I am always testing the limits of how little ink to use, to have a fully charged impression that looks “up”. I “stretch” the ink, by rolling, rolling, rolling….. making it become malleable as it blends out. This allows for additional layers to be printed on top, and greater subtleties and complexities. Ink is not like paint, and is more rich, transparent, strong.

Monument Stones, woodcut, etching, pochoir, watercolor, 2018, 12” x 24”

Monument Stones, woodcut, etching, pochoir, watercolor, 2018, 12” x 24”

Array of Raressence, woodcut, 2018, 72” x 26”

Array of Raressence, woodcut, 2018, 72” x 26”

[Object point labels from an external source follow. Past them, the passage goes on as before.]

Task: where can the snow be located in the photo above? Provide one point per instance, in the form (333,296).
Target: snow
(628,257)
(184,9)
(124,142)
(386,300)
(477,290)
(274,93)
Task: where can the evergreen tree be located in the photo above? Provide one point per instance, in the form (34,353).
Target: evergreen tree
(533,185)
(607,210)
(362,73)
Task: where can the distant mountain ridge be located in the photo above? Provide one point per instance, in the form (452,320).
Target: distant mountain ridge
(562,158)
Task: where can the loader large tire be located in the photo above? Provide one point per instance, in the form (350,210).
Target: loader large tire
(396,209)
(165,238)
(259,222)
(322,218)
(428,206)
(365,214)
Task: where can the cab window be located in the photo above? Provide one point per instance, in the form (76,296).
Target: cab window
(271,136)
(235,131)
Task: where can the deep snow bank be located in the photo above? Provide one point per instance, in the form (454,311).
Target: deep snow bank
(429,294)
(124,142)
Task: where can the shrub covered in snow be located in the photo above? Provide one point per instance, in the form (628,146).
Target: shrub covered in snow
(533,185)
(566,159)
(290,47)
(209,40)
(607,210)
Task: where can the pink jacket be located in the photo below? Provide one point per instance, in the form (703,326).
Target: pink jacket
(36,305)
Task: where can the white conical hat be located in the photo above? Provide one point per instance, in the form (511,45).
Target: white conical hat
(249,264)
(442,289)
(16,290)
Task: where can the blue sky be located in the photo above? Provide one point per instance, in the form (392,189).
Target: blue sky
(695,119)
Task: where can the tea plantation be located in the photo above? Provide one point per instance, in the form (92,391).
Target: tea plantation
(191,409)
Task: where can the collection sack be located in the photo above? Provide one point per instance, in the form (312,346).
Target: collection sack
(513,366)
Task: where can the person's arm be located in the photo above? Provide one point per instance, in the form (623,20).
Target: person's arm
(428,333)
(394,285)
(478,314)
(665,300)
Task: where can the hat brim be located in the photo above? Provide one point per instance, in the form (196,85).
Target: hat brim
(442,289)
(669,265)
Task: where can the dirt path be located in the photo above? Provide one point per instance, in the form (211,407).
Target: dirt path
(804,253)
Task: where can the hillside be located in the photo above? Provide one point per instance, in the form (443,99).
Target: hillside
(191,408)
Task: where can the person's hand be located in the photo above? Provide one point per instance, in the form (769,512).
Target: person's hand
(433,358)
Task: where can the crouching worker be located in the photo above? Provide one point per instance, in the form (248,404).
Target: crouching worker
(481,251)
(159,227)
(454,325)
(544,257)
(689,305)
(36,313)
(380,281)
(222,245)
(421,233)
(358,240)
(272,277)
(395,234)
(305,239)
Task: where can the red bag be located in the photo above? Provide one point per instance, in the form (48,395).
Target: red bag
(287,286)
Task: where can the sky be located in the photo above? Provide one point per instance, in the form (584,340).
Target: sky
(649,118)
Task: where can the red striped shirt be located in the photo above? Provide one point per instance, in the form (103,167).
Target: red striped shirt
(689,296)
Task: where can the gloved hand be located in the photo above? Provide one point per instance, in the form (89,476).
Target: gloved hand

What would your work be without color?

I know I must use color, as the conceptual and visual challenge I set for myself very early on. I never do color sketches, and I can never preconceive the color results. Yet, I always build a great graphic structure into the composition, and I make a full-size high-contrast graphite drawing to learn about this structure before I get into the printing. These drawings are beautiful, and yet I have rarely shown them. In my work I am going for what the printing can do, which is so special.

My printing process has made an “event” of the ink layering, of the evolutionary time and stages as colors get printed that reveal the image developing, and nothing else can match this way of working for me. I do occasionally make work in black and white…the small etchings, wood engravings, mezzotints, where I am challenged by mark-making for tone and value, that features the strong structure, as the bare bones. Yet I work to make that structure evident in my color prints, as an underlying basis and strength.